I’ve described creativity before as a process of connecting, empowering, and inspiring whereby it feels like being an explorer, navigator, and storyteller of a new world(view) you are adventuring towards.
But the last inspiring stage isn’t so much storytelling as much as it is storyliving. In effect, think of the empowering stage as navigating and finding the right knowledge. But just knowing something externally from the outside isn’t enough. You have to fully experience it immersively from the inside to grasp the wisdom of it.
This is the inspiring stage of storyliving. You have to fully embody what you know, step into it, not just know it.
This is why it’s inspiring.
It’s not because you’re inspiring others.
It’s because you’re inspiring yourself.
You’re doing and being the very thing you both are excited about but also scared shitless about.
In effect, you are embodying the very thing I’ve described many times.
The adventure of your life.
In other words, you can’t have an adventure without leaving safety behind and stepping into uncertainty.
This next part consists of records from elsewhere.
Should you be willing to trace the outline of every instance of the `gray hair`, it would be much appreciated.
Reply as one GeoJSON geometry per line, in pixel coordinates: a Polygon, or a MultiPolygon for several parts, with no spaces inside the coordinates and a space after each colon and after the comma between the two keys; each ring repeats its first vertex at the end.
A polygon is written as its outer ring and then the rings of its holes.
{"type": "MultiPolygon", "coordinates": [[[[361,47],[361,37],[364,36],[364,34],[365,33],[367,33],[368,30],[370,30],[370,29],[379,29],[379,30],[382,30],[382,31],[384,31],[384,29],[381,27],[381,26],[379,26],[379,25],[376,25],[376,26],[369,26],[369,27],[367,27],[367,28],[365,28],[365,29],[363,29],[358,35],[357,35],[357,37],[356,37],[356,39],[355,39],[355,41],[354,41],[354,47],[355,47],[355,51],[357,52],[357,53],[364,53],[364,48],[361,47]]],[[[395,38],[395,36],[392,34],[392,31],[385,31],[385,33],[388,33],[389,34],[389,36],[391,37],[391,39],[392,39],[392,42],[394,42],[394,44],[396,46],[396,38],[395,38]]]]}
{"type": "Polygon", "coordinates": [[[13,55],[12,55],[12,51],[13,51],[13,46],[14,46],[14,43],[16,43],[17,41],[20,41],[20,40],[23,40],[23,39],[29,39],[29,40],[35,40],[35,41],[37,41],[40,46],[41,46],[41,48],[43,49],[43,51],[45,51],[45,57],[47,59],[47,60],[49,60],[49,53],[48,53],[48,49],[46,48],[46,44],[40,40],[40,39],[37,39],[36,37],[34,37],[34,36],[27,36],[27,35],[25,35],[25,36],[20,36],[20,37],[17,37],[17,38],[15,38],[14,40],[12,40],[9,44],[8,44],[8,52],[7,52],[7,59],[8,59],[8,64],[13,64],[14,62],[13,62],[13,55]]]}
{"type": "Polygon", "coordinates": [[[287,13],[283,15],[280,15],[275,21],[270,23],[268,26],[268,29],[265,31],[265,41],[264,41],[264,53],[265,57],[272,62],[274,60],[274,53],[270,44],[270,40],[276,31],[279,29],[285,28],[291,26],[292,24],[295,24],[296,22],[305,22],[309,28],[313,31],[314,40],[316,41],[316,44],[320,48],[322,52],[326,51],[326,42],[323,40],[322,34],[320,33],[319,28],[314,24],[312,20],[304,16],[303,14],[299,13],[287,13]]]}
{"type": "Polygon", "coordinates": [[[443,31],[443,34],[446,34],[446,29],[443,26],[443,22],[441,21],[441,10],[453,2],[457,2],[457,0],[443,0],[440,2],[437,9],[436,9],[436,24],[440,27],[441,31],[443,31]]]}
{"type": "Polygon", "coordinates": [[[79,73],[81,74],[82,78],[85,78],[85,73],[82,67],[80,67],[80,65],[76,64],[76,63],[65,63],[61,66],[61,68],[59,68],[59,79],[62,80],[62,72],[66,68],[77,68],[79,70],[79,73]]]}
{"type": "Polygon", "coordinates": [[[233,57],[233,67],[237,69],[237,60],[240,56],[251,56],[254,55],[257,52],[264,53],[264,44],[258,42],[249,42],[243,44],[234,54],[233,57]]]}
And I think what all these fears I’m playing with are telling me is that what I fear the most is letting go of my old safe sense of self and stepping into a larger sense of Self.
Yet that is the very “adventure of life” that I need to embody and live.
Yet paradoxically, what’s interesting in this all is that even though I haven’t made that step yet, I truly know what it feels like to experience this hesitation and reservation of going through this process.
It’s strange. Sometimes I wonder if I’m taking so long to go through this transformation because it’s enabling me to better understand it and articulate it for others, when it comes time for me to help them with their own transformational journey and adventure.